The integration of traits in the process of converting an elite variety by using backcross breeding and MAS needs minimizing the residual non-recurrent parent germplasm (i.e., linkage drag) at the chromosomal proximity of the QTL or candidate gene (Peng et al. 2014). Linkage drag can be reduced with flanking markers as closely linked to the introgressed gene as possible (Hospital 2001). Thus, as a result of association analysis, the 209-bp alleles from the closest marker STS p2526 probe (almost 2000 bp apart) significantly associated with HOAC can be useful to select for and against linkage drag distal to DGAT1-2, depending on donors, during conversion of low oleic acid content inbred lines. In addition, the SSR umc1105 distal to DGAT1-2 (Yang et al. 2010), not included in this study, seems to be the preferable flanking marker to select against the donor fragment at that position. The fact that the FFS allele of DGAT1-2 was consistently associated with increased HOAC across the GLM and MLM models and that markers flanking QTLs oleic6-1, oleic6-2, and oleic6-3 (Yang et al. 2010) were not associated with HOAC in collection A indicate that DGAT1-2 would be the only responsible for the phenotypic variation observed. However, preliminary work on the conversion of inbred lines for HOAC demonstrated that the cosegregation of the F649 insertion from DGAT1-2 with favorable alleles from microsatellites nc09/umc1014 from HOAC inbred lines L1445 (128/125 bp) and 8.3525 (120/119 bp) (both from ACDS background) successfully increased the oleic content of BC1F2-derived lines up to 54–57.8% (Ruiz et al. 2010). Because the nc009/umc1014 locus flanks distal to a large chromosomal region with QTLs ole6-1 (Q8-umc1979-nc010) and ole6-2 (phi031/nc010-umc1105) in a 2,368,345-bp region delimited by the umc1105- phi031/nc010 interval (Yang et al. 2010), it is possible that DGAT1-2 with favorable alleles from QTLs ole6-1 and ole6-2 would be partially responsible for HOAC in collection A. In addition, further results of the weak but significant LD between and among markers flanking these QTLs observed in collection A indicate the shaping of linkage during the history of inbred line development.
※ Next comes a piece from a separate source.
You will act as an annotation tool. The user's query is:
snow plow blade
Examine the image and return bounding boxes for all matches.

Thus, despite the high availability of marker density and the size of the mapping population, no single mapping method ensures the detection at the genome wide level of all sources of favorable alleles for oil content and composition at chromosome 6 and other chromosomal regions (Beló et al. 2008). The fact that all Pioneer-derived lines from collection A (family LP299-2), except LP317, had values of oleic acid content below the general mean (34.2%) indicates that they would not be derived from the Pioneer HOAC PH1B5 and PH7DD (Beló et al. 2008). Thus, the incorporation of additional sources of HOAC will further increase diversity and provide more tools for precise QTL mapping and exploitation of different genetic sources for oleic acid improvement.

Conclusion

Our work provides new markers distal to DGAT1-2, useful for fine mapping and selecting against donor segments to avoid linkage drag during inbred line conversion. The high recombination rate observed near the QTL oleic6-3 (which colocalized with the other DGAT GRMZM2G130749) and the lack of linked markers with HOAC at this locus indicate the need to increase the marker density at this region to explore this source of variation for breeding purposes. The successful conversion for HOAC of BC1F2-derived lines up to 54–57.8% (Ruiz et al. 2010) with the DGAT1-2 PCR probe and nc009/umc1014 markers flanking the large QTL oleic6-1 and QTL oleic6-2 interval suggests that all contribute to the conversion for HOAC without linkage drag penalty. The clear association of HOAC with orange-red endosperm color and low-kernel weight and volume indicates the need to make further efforts to uncouple the linkage of HAOC with these traits to shape new elite maize lines with high oil and oleic acid contents and different kernel trait characteristics.